Anadili Türkçe olan genç liseyi bitirmiş, 1927’de yayınlanmış Ömer Seyfeddin hikâyelerini okuyamıyor.

Üniversite bitirmiş bir genç, yaşça ve makamca büyüğüne “Demin arz ettiğiniz gibi…”  diyor.

Sabah namazında İstanbul camilerinden birine namaza gidiyorsunuz. On kadar ihtiyardan başka cemaat yok. 

Metroya biniyorsunuz. On sekiz yaşında kazık kadar genç oturmuş, yetmiş yaşında ihtiyar onun yanında ayakta seyahat ediyor.

Cuma ezanı okunuyor. Müslümanların dükkânları, işyerleri açık, harıl harıl ticaret yapılıyor.

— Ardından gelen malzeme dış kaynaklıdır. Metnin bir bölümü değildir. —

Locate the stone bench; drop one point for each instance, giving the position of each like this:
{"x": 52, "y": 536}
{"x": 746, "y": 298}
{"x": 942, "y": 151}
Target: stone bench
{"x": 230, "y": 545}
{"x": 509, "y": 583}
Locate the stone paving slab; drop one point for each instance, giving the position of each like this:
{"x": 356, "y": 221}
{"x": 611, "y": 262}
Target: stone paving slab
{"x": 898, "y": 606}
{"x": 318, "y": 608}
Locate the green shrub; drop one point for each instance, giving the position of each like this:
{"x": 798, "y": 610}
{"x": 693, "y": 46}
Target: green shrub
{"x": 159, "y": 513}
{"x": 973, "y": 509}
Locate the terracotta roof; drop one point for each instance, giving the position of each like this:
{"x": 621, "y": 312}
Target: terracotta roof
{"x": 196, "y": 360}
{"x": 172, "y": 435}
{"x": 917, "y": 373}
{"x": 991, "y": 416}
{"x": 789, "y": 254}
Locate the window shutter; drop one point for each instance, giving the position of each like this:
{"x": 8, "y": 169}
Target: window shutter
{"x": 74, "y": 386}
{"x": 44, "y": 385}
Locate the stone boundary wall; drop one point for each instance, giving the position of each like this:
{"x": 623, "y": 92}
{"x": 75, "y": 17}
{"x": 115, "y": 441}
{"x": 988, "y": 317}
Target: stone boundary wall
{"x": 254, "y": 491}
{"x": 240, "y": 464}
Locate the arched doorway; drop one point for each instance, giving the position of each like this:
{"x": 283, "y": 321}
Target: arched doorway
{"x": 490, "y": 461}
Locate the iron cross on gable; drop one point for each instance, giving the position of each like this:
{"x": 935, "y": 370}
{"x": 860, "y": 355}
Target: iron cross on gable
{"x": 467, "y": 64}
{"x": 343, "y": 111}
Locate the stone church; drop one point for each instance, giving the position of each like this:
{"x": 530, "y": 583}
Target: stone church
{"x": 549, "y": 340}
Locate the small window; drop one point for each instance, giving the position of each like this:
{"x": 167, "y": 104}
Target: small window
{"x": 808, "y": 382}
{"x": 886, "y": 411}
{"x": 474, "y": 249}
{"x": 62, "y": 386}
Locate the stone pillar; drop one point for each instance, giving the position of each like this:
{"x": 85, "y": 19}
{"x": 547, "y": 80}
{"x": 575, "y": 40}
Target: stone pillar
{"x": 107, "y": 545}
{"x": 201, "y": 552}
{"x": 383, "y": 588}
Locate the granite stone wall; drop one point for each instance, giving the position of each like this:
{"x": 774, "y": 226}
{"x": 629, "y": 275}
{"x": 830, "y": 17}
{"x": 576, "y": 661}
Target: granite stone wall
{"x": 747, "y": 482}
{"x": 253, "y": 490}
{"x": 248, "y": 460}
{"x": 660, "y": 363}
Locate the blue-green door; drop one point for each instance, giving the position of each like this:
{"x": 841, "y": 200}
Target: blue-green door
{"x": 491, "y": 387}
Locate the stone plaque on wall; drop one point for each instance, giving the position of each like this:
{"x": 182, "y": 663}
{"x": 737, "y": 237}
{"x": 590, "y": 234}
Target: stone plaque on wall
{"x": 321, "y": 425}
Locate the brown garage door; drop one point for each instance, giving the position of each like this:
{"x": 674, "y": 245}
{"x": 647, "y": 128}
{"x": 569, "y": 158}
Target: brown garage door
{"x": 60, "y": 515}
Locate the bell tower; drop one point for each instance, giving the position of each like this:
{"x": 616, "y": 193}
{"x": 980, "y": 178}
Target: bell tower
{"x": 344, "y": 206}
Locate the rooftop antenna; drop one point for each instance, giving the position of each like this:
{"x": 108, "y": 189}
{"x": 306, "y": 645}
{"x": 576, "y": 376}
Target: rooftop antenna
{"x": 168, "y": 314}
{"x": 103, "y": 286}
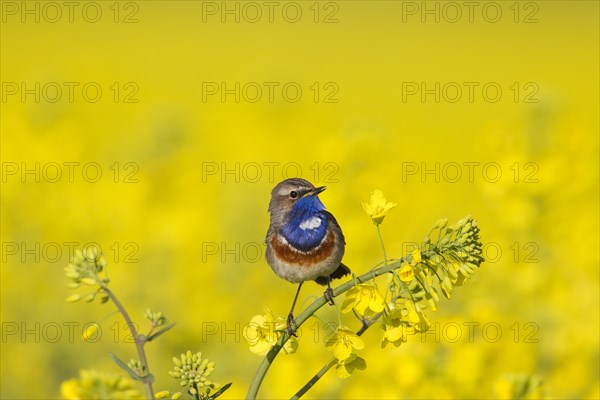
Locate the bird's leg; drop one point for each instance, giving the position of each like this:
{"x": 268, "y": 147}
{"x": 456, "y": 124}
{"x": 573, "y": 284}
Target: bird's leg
{"x": 291, "y": 322}
{"x": 329, "y": 292}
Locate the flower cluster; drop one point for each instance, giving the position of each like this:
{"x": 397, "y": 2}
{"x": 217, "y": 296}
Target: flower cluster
{"x": 342, "y": 343}
{"x": 193, "y": 372}
{"x": 84, "y": 269}
{"x": 364, "y": 299}
{"x": 377, "y": 207}
{"x": 264, "y": 331}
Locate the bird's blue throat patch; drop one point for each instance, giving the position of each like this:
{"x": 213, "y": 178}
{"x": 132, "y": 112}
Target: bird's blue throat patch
{"x": 307, "y": 224}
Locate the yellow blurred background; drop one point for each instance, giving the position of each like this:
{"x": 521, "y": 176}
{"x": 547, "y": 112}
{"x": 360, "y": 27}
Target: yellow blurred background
{"x": 192, "y": 112}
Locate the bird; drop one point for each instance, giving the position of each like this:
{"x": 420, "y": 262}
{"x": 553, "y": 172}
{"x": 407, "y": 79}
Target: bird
{"x": 304, "y": 241}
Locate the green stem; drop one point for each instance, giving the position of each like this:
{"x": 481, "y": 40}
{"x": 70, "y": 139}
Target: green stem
{"x": 366, "y": 325}
{"x": 305, "y": 315}
{"x": 382, "y": 246}
{"x": 315, "y": 379}
{"x": 139, "y": 341}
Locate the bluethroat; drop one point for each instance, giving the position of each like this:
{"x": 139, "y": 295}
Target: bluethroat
{"x": 304, "y": 241}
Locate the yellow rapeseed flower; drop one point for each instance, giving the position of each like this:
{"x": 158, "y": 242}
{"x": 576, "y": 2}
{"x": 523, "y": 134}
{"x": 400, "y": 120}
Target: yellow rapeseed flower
{"x": 406, "y": 273}
{"x": 377, "y": 207}
{"x": 342, "y": 343}
{"x": 263, "y": 331}
{"x": 90, "y": 332}
{"x": 346, "y": 367}
{"x": 364, "y": 299}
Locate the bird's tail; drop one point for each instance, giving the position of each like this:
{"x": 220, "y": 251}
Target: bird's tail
{"x": 340, "y": 272}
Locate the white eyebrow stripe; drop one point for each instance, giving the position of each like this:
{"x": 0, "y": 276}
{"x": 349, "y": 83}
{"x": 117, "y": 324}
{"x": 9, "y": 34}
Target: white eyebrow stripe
{"x": 311, "y": 223}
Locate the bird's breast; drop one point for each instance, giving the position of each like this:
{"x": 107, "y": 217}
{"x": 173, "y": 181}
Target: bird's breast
{"x": 286, "y": 252}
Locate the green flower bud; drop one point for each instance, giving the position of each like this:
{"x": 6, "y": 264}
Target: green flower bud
{"x": 73, "y": 298}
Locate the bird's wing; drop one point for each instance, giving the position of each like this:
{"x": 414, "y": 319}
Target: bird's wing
{"x": 336, "y": 226}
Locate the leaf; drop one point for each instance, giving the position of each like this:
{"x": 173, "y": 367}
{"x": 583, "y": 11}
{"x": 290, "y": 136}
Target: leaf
{"x": 160, "y": 332}
{"x": 132, "y": 374}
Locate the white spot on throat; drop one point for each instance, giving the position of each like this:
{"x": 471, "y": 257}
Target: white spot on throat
{"x": 311, "y": 223}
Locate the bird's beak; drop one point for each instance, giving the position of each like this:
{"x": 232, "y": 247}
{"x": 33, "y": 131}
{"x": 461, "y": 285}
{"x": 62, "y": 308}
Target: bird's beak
{"x": 315, "y": 191}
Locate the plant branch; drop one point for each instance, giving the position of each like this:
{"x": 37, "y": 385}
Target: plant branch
{"x": 139, "y": 340}
{"x": 306, "y": 314}
{"x": 366, "y": 325}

Her gün çöpe beş milyon ekmek atılıyor.

Gazetelere, tv’lere bakıyorsunuz, haberlerin yüzde yetmişi kötü.

Büyük gazeteler ve televizyonlarda müstehcen, hayâsız, azdırıcı resimler.

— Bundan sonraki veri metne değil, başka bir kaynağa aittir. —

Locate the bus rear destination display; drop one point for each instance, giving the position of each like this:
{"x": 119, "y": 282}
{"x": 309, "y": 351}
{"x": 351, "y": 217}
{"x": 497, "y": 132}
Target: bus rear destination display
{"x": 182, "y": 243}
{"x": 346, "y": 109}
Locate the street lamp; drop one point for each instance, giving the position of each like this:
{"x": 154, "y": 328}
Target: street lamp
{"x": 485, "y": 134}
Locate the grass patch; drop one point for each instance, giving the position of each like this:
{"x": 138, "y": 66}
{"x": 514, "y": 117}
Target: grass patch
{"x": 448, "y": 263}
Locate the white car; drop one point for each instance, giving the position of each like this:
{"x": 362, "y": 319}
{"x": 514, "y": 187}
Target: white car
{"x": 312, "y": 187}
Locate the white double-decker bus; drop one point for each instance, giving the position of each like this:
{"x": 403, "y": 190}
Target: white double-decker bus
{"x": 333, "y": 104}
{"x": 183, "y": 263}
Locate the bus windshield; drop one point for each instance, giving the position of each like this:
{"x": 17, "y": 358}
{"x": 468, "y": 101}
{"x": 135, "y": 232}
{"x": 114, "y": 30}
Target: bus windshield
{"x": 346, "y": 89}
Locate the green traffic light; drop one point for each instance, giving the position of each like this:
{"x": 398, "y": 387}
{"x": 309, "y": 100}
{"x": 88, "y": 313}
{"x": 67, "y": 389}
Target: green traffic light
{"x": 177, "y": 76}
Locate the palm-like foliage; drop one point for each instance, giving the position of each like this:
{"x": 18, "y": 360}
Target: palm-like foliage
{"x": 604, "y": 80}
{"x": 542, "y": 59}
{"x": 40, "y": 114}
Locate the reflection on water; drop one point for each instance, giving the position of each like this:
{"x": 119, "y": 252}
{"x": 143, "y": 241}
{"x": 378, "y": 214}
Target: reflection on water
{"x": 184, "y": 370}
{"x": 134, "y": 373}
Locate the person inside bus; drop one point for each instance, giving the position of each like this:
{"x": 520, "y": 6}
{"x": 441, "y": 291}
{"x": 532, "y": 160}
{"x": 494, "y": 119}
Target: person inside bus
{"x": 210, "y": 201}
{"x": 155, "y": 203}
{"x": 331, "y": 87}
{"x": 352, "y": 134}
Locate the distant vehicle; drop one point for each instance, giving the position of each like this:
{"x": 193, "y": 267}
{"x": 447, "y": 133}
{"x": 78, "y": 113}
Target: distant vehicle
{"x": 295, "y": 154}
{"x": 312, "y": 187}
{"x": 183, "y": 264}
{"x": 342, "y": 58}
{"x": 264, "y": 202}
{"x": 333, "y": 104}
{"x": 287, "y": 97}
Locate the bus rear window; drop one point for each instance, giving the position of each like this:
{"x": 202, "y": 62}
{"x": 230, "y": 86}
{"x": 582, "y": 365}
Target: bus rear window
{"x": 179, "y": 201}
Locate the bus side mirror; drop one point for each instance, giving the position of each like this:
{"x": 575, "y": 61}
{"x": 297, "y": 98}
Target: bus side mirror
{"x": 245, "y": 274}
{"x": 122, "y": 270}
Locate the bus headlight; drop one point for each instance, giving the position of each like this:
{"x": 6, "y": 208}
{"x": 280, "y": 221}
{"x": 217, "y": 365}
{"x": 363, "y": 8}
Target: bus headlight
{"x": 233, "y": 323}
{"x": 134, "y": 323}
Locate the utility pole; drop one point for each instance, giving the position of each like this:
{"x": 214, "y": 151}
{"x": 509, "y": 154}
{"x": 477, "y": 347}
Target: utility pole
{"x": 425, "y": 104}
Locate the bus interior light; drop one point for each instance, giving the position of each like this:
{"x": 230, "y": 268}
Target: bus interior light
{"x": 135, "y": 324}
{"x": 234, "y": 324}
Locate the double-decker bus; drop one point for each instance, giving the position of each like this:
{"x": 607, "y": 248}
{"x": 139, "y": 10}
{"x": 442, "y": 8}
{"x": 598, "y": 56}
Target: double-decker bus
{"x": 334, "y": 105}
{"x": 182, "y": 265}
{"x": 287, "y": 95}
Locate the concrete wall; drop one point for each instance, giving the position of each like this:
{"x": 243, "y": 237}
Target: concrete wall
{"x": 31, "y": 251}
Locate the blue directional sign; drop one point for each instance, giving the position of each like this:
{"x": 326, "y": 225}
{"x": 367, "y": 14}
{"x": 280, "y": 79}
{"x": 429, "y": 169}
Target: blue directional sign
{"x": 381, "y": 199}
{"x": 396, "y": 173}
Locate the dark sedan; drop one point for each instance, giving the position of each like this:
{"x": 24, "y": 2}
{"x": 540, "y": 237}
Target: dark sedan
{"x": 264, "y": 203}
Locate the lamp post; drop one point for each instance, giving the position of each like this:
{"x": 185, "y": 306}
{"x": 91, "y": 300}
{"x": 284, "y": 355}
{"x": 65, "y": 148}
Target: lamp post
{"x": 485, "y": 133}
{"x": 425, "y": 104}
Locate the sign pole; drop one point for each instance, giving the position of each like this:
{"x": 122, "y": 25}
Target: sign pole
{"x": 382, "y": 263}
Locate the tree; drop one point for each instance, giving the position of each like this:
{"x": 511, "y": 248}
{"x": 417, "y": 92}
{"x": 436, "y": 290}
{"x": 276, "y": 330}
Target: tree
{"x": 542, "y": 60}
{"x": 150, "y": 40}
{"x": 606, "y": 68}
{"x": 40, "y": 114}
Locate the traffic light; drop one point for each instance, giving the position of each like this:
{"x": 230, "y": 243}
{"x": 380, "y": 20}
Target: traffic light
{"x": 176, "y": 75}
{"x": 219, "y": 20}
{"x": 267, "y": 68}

Dünyanın sayılı tahıl ambarlarından olan Türkiye nasıl oldu da yılda üç milyon ton buğday ithal eder hale düşürüldü.

İstanbul trafiği insanı deli eder.

PKK bazı yerlerde vergi toplamaya başlamış.

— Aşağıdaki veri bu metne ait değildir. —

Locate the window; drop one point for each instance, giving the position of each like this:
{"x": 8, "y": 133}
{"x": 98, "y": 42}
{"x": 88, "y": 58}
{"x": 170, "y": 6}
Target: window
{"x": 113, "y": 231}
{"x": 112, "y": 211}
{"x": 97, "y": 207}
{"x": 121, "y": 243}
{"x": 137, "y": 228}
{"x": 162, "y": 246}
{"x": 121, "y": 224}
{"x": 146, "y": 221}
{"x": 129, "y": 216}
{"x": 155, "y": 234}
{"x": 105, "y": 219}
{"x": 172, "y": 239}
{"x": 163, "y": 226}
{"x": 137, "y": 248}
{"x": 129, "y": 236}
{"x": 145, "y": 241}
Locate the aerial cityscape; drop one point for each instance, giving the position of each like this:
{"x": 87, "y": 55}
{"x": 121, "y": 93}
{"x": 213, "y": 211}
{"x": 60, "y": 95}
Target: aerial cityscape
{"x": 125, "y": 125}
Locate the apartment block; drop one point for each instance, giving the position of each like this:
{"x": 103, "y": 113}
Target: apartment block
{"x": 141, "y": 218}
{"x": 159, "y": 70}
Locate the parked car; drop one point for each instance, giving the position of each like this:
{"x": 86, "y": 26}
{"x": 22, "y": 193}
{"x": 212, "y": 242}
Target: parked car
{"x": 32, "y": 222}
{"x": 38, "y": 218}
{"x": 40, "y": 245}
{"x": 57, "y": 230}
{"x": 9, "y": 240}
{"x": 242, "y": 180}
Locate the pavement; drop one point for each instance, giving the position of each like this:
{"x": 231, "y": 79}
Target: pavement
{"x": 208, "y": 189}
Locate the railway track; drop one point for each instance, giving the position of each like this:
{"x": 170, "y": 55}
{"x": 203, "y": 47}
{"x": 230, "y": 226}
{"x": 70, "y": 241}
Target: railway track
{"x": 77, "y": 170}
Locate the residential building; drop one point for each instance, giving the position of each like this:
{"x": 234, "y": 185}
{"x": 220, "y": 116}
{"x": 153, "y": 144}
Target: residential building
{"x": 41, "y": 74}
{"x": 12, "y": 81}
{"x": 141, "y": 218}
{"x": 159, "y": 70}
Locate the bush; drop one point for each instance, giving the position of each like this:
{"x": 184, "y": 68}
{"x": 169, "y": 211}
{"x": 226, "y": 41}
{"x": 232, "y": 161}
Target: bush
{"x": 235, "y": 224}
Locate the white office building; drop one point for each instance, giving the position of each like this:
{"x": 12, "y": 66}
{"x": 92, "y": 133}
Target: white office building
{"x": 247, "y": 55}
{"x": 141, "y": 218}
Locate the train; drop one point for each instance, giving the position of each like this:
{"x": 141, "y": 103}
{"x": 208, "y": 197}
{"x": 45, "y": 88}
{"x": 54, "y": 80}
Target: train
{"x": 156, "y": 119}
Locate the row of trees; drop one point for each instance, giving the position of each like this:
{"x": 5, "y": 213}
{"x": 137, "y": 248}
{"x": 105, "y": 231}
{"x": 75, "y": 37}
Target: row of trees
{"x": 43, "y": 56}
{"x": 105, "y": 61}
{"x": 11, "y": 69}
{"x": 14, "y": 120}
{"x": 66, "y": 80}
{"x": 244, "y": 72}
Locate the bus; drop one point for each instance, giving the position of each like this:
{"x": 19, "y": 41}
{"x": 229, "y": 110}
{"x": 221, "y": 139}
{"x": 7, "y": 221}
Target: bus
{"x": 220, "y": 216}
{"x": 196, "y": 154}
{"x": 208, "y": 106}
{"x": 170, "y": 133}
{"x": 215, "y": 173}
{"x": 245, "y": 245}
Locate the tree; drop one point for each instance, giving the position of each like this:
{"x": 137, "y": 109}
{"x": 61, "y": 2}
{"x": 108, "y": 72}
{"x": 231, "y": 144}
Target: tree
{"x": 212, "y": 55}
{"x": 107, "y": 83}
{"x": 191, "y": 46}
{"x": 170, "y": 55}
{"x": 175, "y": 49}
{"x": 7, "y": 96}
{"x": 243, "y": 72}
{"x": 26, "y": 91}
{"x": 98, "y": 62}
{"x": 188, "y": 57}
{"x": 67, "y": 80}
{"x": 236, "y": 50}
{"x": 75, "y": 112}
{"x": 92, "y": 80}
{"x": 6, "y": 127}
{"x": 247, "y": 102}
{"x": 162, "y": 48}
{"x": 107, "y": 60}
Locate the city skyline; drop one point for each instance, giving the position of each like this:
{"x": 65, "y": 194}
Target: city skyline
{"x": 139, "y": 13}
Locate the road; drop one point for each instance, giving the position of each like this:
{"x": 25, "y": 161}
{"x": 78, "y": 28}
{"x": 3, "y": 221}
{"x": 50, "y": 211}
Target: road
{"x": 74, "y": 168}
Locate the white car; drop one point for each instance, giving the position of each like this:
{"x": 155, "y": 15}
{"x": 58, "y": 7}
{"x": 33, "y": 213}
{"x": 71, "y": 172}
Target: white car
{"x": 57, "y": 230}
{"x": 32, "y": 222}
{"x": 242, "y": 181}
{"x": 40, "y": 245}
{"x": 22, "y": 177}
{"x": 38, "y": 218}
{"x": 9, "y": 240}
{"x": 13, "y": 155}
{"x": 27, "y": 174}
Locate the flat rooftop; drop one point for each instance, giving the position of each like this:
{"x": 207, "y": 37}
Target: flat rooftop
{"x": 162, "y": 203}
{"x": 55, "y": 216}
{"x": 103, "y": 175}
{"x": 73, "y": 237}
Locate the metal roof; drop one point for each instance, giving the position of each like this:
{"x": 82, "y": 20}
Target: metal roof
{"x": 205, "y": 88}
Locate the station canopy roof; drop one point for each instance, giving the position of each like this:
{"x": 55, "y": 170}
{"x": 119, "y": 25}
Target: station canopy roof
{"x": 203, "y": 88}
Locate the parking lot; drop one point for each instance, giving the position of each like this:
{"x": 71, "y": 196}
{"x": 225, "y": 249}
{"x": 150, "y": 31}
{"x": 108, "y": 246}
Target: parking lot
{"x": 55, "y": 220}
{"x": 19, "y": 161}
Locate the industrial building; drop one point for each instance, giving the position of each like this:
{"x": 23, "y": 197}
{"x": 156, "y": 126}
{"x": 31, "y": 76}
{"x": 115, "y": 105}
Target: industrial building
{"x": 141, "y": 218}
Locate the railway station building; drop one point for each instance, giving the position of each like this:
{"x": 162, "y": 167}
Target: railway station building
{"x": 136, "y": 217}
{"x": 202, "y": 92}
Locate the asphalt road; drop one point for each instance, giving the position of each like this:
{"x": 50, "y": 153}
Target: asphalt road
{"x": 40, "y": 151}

Marketten yoğurt alıyorsunuz, yoğurda benziyor ama yoğurt değil.

Dedikodu, gıybet, iftira, yalan, tecessüs kara bulutlarından göz gözü görmüyor.

Başı örtülü o kadın niçin yüksek sesle herkesin arasında kahkaha atıyor?

Her gün niçin bu kadar ağaç katl ediliyor?

Okullardaki bonzainin önüne niçin geçilmiyor?

Çin’de üretilmiş o zehirli, radyasyonlu ayakkabılar gümrüklerden nasıl geçmiş?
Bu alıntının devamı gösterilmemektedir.